O UOL Esporte ouviu todos os lados envolvidos no processo: os sócios barrados, os grupos políticos e o Vasco. Também levantou apurações que apontam algumas decisões tomadas tanto pela diretoria quanto pelos agentes políticos do clube.
De modo geral, sabe-se que a grande maioria dos vetados tiveram como proponentes integrantes de três grupos políticos: postulantes indicados pelo pré-candidato Leven Siano, outros do grupo "Sempre Vasco" (Julio Brant) e os ligados ao "Avante, Gigante" (Fred Lopes).
No comunicado emitido por e-mail pelo Vasco aos sócios recusados, o clube cita o artigo 14 do estatuto para dizer que "a diretoria não é obrigada a dar os motivos da recusa". Porém, a reportagem apurou que, entre os principais motivos do veto estão o grande número de pessoas que tiveram a assinatura do mesmo proponente e as suspeitas de possíveis pagamentos de terceiros nas joias e mensalidades dos postulantes ao título de associado.
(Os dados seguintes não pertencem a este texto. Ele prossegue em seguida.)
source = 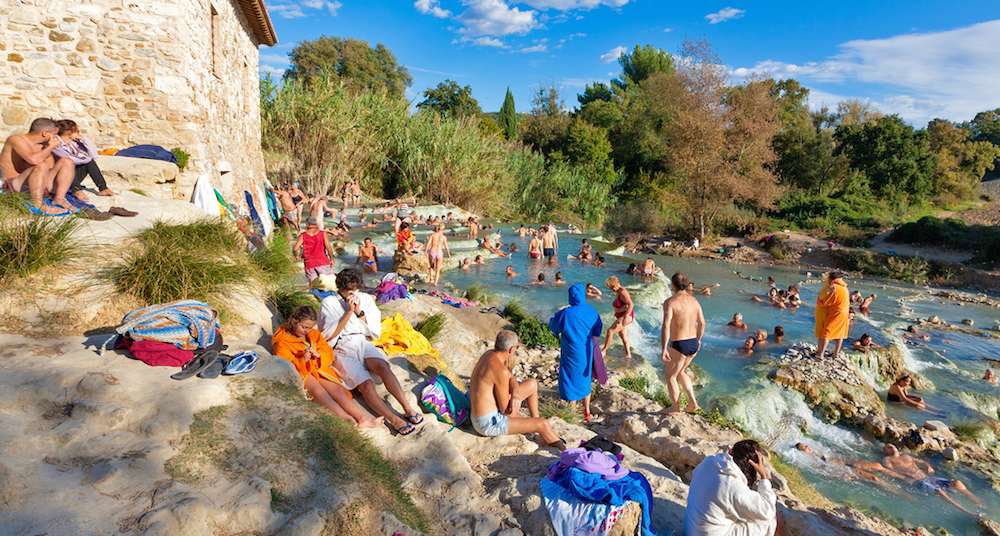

O Vasco foi comunicado da reportagem, mas até o fechamento da mesma não nos enviou um posicionamento oficial sobre os questionamentos e segue com a mesma tese apresentada aos impedidos de se associar.
O que dizem os barrados
O UOL Esporte entrevistou três pessoas que foram barradas de se associar pelo presidente Alexandre Campello. Uma delas pediu para não ser identificada com "medo de ser barrada em São Januário". Porém, assim como ela, os outros dois ouvidos pela reportagem enviaram seus respectivos comprovantes de pagamentos, para que não gerassem dúvidas sobre a origem dos valores.
Nome: Ismael Júnior
Idade: 28 anos
Mensalidades pagas: 3
Proponente: Integrante do "Sempre Vasco"
O processo: "Umas duas semanas depois do valor da joia diminuir, eu e um amigo combinamos de ir à São Januário para poder se associar e nos aventuramos nessa aí. Fui lá, fiz todo o procedimento da forma legal, com meu cartão de credito, só que tinha que ter um proponente. Na hora, tinha um camarada lá e eu, na minha ingenuidade, pedi para ele assinar para mim. O cara assinou, eu consegui a adesão, paguei uns três meses, estava indo para o quarto, quando recebi o comunicado de que não tinha sido aceito".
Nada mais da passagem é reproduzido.